Augustine writing his brilliant work city of God in the ruins of the mighty Roman Empire had the perfect political and eschatological perspective. Augustine was getting at some things that as followers of Christ we must not ignore. He was arguing against an over-identification with the temporal aspects of even the greatest city of man. The political problem in the church is not an Obama or Trump issue. It isn’t a red state blue state issue. The problem with the church and politics is those in the church are too quick to identify as Republican or Democrats. It was from the ruins of perhaps the greatest city ever that Augustine pleads with us to find our identity in the city of God rather than the city of man.

Pastor as Disciple

One of the dangers that can come from being a Pastor who is a leader is you forget or neglect the fact that you are first and foremost a disciple. Leadership is fun it can be very challenging but is many times rewarding because we look behind us and can count those following us and be encouraged by our weekly mini census. The problem with being a disciple is that it is not glamorous it is not visible. It is difficult and often times painful.

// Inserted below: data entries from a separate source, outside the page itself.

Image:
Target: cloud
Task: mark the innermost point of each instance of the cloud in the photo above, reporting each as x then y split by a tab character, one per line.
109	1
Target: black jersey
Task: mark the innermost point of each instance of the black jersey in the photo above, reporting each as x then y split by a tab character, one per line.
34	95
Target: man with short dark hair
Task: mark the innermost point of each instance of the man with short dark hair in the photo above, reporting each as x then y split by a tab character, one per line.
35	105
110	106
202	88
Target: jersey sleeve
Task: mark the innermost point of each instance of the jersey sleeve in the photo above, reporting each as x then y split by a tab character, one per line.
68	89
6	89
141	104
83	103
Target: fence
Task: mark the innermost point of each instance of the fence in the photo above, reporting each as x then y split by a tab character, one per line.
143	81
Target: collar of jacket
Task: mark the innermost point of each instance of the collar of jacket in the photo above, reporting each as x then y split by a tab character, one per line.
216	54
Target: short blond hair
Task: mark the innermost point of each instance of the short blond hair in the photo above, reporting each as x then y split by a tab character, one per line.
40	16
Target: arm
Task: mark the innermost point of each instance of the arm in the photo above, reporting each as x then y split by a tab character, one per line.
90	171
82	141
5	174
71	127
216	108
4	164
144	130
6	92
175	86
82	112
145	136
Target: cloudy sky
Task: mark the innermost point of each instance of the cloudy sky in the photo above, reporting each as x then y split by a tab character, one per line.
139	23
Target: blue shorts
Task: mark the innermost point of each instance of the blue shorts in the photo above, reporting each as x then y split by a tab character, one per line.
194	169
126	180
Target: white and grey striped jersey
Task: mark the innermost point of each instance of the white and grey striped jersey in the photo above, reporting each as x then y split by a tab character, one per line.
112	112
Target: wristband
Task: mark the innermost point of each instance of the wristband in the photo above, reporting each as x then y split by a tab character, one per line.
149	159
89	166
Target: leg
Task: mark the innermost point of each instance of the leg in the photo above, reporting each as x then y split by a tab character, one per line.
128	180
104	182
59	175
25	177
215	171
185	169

Under-shepherds, pastors, always remember that you are more fundamentally a sheep than a shepherd. – Mark Dever

We as pastors can be so busy getting others to live the Christian life that we forget that the Christian life is a daily dying. It is walking in a moment by moment obedience to the call of Christ and to the cross of Christ.

Youth pastor your job is to preach the gospel to the next generation, absolutely but if you fail to follow Christ primarily, your messages will be shallow, and your ministry will be short. I have pastored at the same church for nearly 20 years and what I have learned is that I want to duck and I want to hide. I have now known most people longer than I have lived my life not knowing them. What that affords me is people speaking truth to me when I need it most, even if I don’t want to hear it.

I have led in times when I wasn’t following well and the ground was as hard and as inflexible as my heart. I find the more I live my life yielded to Christ the more I am concerned with how well I am following. Healthy leadership is most often the byproduct. There are many unhealthy churches in America because there are many unhealthy leaders in America. Pastor, you must preach the cross of Christ not just principles for better living, you must model what it means to deny yourself and carry the cross you preach.

Pastor as Leader

Pastor Your Leadership Matters More Than You Think.

Much has been written on this subject and for good reason, because the church needs not just good men it needs good men who will lead people to Christ. Leading people to Christ inherently requires leadership. The Christian life is not one of separation and study alone. It is one of interaction and guidance. A pastor is not a monk he is a follower who leads other followers. He is flawed for sure but he must not let his flaws disqualify him from leading but must lead in such a way that he points beyond himself to Christ.

How many people follow you doesn’t make you a leader THAT someone is following you does. If you are a pastor you are a leader. You have a responsibility to lead well and to lead people to a closer walk with Christ.